Dengue incidence and climatic variables in Cali from 2015 to 2021
Data files
May 06, 2024 version files 92.57 KB
-
Data_reporting.xlsx
90.94 KB
-
README.md
1.63 KB
Abstract
In this work we studied the relationship between dengue incidence in Cali and the climatic variables that are known to have an impact on the mosquito and were available (precipitation, relative humidity, minimum, mean, and maximum temperature). Since the natural processes of the mosquito imply that any changes on climatic variables need some time to be visible on the dengue incidence, a lagged correlation analysis was done in order to choose the predictor variables of count regression models. A Principal Component Analysis was done to reduce dimensionality and study the correlation among the climatic variables.
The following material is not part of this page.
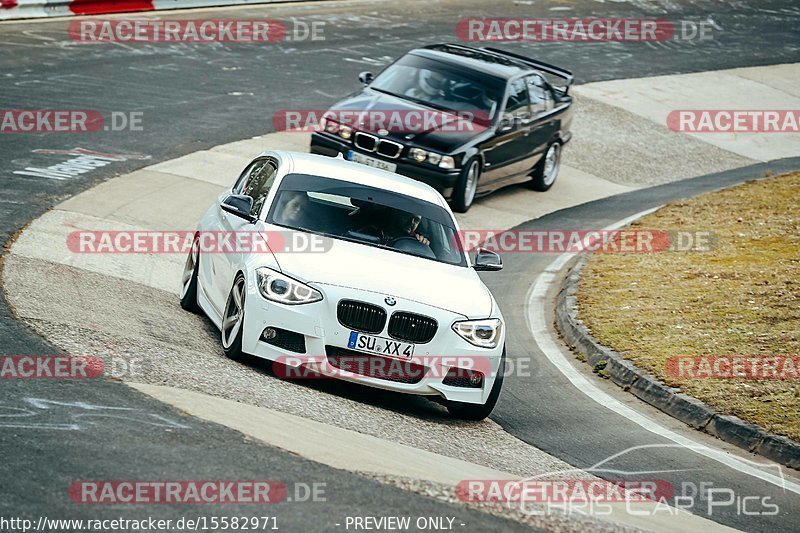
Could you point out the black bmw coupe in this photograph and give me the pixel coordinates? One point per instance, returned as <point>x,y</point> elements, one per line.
<point>464,120</point>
Finally, aiming to predict the monthly dengue incidence, three different regression models were constructed and compared using de Akaike information criterion. The best model was the negative binomial regression model, and the predictor variables were mean temperature with a 3-month lag and mean temperature with a 5-month lag as well as their interaction. The other variables were not significant on the models. And interesting conclusion was that according to the coefficients of the regression model, a 1°C increase in the monthly mean temperature will reflect as a 45% increase in dengue incidence after 3 months. The rises to a 64% increase after 5 months.
https://doi.org/10.5061/dryad.0zpc8675h
Data reporting contains monthly dengue incidence in Cali from 2015 to 2021 and measurements of climatic variables related to the vectors biological processes.
The following are the climatic variables present in the data set:
Precipitation (january 2015 - december 2021) in mm^3
Mean temperature (january 2005 - february 2023) in °C
Maximum temperature (january 2005 - febreuary 2023) in °C
Minimum temperature (january 2005 - february 2023) in °C
Relative humidity (january 2010 - january 2021) in %
RandomForestRegression_Mean_temp is a Python notebook that was used for the data imputation.
Description of the data and file structure
Data reporting is an excel file where all the data can be found. Each variable has its own sheet along with the date of recording for each observation. Missing values are coded with #N/A. The last sheet “imputed data” is a data set where the missing values were imputed using a random forest regression model.
RandomTreeRegressor_Mean_temp is a python notebook that was used for the data imputation. It contains comments to guide through the usage. It was design to do one variable at a time, so in order to replicate the results load a single variable and run the notebook.
Sharing/Access information
Climatic data was downloded from the following sources:
Have in mind that the web page is only in spanish.
Monthly dengue incidence data was provided by the Public Health Department of Cali. The climatic data was collected from the Hydrology, Meteorology and Environmental Studies Institute (IDEAM) webpage. Missing data was imputed using a random forest regression model.